Une empreinte numérique en forte augmentation
L’empreinte carbone numérique par bénéficiaire atteint 1 344gr en 2025, contre 711 en 2024. Cette hausse s’explique par deux facteurs combinés :
- D’une part, l’année 2025 a été celle de la finalisation de notre évolution vers un nouvel outil de gestion. Un projet structurant, engagé pour moderniser nos processus et renforcer la sécurité de nos systèmes, qui a nécessité une utilisation intensive de nos infrastructures numériques tout au long de l’année.
- D’autre part, nos métiers évoluent dans un environnement de plus en plus exigeant sur le plan numérique : intégration de l’IA, renforcement des exigences de conformité et de sécurité, développement de nouveaux services… Ces tendances de fond pèsent structurellement sur notre empreinte, indépendamment de tout projet ponctuel.
Face à ce constat, nous avons décidé de retravailler notre trajectoire pluriannuelle sur cet indicateur, pour trouver une projection adaptée à la réalité de notre secteur. Cette redéfinition interviendra dans le courant de l’année 2026.
Des achats de services portés par les besoins de l’année
Pour maintenir la qualité de service attendue malgré les difficultés techniques, Cogévie a dû recourir à des volumes plus importants de sous-traitance et de prestations intellectuelles spécialisées, en dehors du périmètre local habituel faute de compétence dans la région. Ce recours, contraint par les circonstances, a temporairement pesé sur ce poste d’émissions. Toutefois, la sous-traitance est en forte diminution depuis mars 2026 et le retour à nos pratiques d’achats habituelles est engagé.
C’est également le cas pour le poste des immobilisations (+86%). Une augmentation entièrement liée à cette année exceptionnelle et aux investissements de logiciels liés à l’évolution de notre outil de gestion.

Nos leviers d’actions pour 2026
Malgré une année 2025 marquée par un contexte exceptionnel, nos actions ont continué de produire des résultats concrets.
Numérique
Nous restons déterminés à intégrer des critères de sobriété numérique dans la conception de nos solutions.
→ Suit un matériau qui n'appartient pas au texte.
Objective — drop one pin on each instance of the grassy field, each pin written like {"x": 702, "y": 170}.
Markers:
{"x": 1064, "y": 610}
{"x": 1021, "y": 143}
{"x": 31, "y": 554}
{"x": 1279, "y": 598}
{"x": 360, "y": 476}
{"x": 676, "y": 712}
Nous continuons de travailler avec un partenaire spécialiste nantais et un hébergement souverain de nos espaces en ligne. La trajectoire pluriannuelle de cet indicateur sera revue en 2026 pour tenir compte des nouvelles réalités de notre secteur.
Achats de services et matériel
Notre engagement en faveur des prestataires locaux (Pays de la Loire et Bretagne) reste une priorité, avec un retour progressif aux niveaux habituels en 2026. La politique de réparation avant remplacement, initiée en 2024, continue d’allonger la durée de vie du matériel. Le recyclage à 100 % du matériel obsolète est quant à lui pleinement ancré dans nos pratiques, via un prestataire engagé dans le numérique responsable.
Mobilité durable
Les résultats 2025 demeurent positifs : 53,9 % des collaborateurs utilisent les transports en commun et 12,1 % bénéficient du forfait mobilité durable. Ces chiffres sont notamment portés par l’augmentation des recrutements de l’année. Ils doivent donc se normaliser en 2026 avec la stabilisation des effectifs, restant bien au-dessus de nos objectifs.
Les dispositifs en place continuent de porter leurs fruits : prise en charge des abonnements à 75 %, vélos électriques disponibles depuis 2019, choix du site de travail selon le domicile.